# Glucose-to-potassium ratio as a predictor for early post-traumatic epilepsy: a retrospective cohort study

**Authors:** Jiayin Wang, Shukai Wu, Jiani Chen, Jinzhong Huang, Dankui Zhang

PMC · DOI: 10.3389/fneur.2025.1555328 · Frontiers in Neurology · 2025-04-15

## TL;DR

This study shows that the glucose-to-potassium ratio can predict early post-traumatic epilepsy in brain injury patients.

## Contribution

The study identifies a non-linear relationship between glucose-to-potassium ratio and early post-traumatic epilepsy risk.

## Key findings

- A glucose-to-potassium ratio above 2.835 is strongly linked to increased early post-traumatic epilepsy risk.
- The ratio remains an independent predictor even after adjusting for clinical and biochemical factors.
- Subgroup analyses reveal gender, hypertension, and diabetes modify the GPR's predictive power.

## Abstract

Post-traumatic epilepsy (PTE) is a common complication following traumatic brain injury (TBI). Early PTE refers to the appearance of seizure symptoms within 7 days of the injury. The glucose-to-potassium ratio (GPR) has emerged as a potential biomarker for predicting Early PTE risk. This study aimed to evaluate the association between GPR and the risk of Early PTE, and to assess the predictive value of GPR through various analyses.

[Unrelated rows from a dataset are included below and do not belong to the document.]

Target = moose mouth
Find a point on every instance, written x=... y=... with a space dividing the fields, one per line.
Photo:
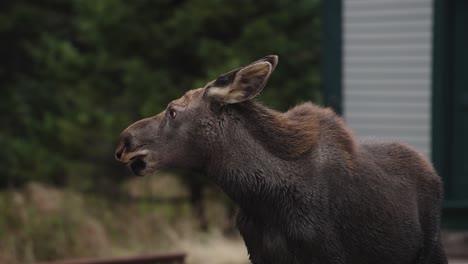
x=137 y=166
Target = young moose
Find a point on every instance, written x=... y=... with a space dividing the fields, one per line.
x=307 y=191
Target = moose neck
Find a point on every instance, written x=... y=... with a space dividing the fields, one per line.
x=263 y=152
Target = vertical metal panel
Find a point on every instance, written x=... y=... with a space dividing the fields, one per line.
x=387 y=69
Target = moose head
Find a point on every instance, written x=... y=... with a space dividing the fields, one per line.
x=179 y=136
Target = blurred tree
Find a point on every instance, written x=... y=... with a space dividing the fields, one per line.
x=75 y=73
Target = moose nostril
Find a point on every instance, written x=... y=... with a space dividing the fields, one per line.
x=118 y=154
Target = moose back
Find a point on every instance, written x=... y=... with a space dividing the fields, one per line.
x=308 y=192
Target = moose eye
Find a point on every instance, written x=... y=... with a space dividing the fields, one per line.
x=172 y=113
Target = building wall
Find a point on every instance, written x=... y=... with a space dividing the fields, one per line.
x=387 y=70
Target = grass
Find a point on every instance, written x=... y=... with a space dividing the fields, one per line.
x=40 y=223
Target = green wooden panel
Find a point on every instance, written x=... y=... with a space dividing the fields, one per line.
x=460 y=102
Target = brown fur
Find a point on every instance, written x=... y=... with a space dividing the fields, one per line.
x=307 y=191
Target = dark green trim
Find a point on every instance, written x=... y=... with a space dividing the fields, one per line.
x=441 y=83
x=332 y=70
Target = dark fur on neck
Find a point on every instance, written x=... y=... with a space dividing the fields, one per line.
x=293 y=134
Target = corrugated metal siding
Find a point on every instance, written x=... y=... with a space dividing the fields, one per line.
x=387 y=69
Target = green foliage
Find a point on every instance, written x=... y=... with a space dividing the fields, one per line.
x=75 y=73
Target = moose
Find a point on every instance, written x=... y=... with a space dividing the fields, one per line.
x=307 y=190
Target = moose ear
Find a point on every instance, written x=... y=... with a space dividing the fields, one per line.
x=243 y=83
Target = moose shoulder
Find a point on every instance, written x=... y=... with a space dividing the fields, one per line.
x=308 y=192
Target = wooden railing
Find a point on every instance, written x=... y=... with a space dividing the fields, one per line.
x=173 y=258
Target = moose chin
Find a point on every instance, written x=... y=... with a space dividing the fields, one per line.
x=308 y=191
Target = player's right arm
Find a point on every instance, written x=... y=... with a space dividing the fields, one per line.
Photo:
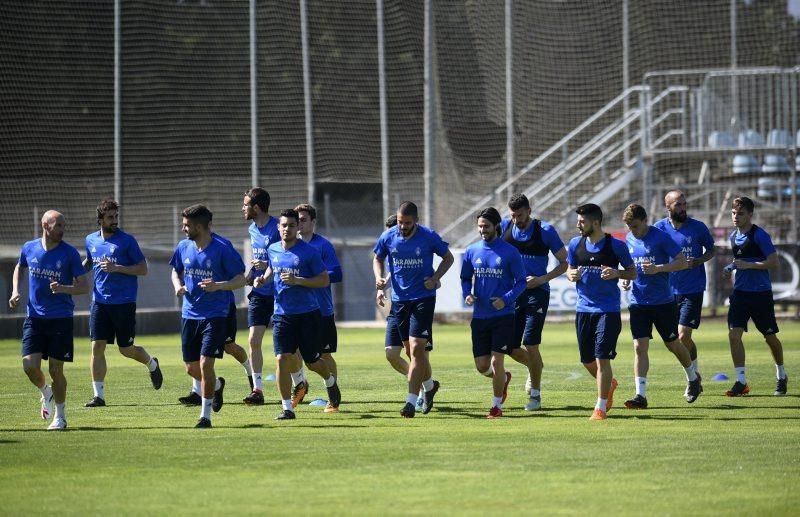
x=14 y=300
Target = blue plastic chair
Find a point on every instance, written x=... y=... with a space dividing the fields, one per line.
x=747 y=163
x=776 y=163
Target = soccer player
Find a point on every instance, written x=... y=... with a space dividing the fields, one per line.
x=656 y=255
x=535 y=240
x=194 y=397
x=688 y=285
x=594 y=259
x=263 y=233
x=754 y=254
x=55 y=274
x=307 y=225
x=393 y=342
x=410 y=247
x=499 y=278
x=116 y=261
x=298 y=271
x=203 y=268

A total of 2,049 TBI patients were included in the analysis, with the GPR evaluated both as a continuous and categorical variable. Logistic regression, trend tests, and Kaplan-Meier (KM) curve analyses were performed to assess the relationship between GPR and Early PTE. Subgroup analyses were conducted to explore potential effect modifiers, and restricted cubic spline (RCS) analyses were used to examine non-linear associations. Adjustments were made for demographic, clinical, and biochemical factors.

The GPR demonstrated a significant non-linear association with Early PTE risk, with a turning point at GPR = 2.835. Patients with a GPR > 2.835 exhibited a higher risk of epilepsy, as indicated by KM curve analysis (P < 0.0001). Logistic regression analysis revealed that GPR was an independent predictor of Early PTE in both unadjusted and adjusted models. In the fully adjusted model, GPR remained significantly associated with early epilepsy (OR: 1.499, 95% CI: 1.188–1.891, P < 0.001). Subgroup analyses identified gender, hypertension, and diabetes as significant effect modifiers. Trend tests revealed a dose-response relationship between GPR quartiles and epilepsy risk, with the highest quartile showing a significantly higher risk in both unadjusted and partially adjusted models (P = 0.017).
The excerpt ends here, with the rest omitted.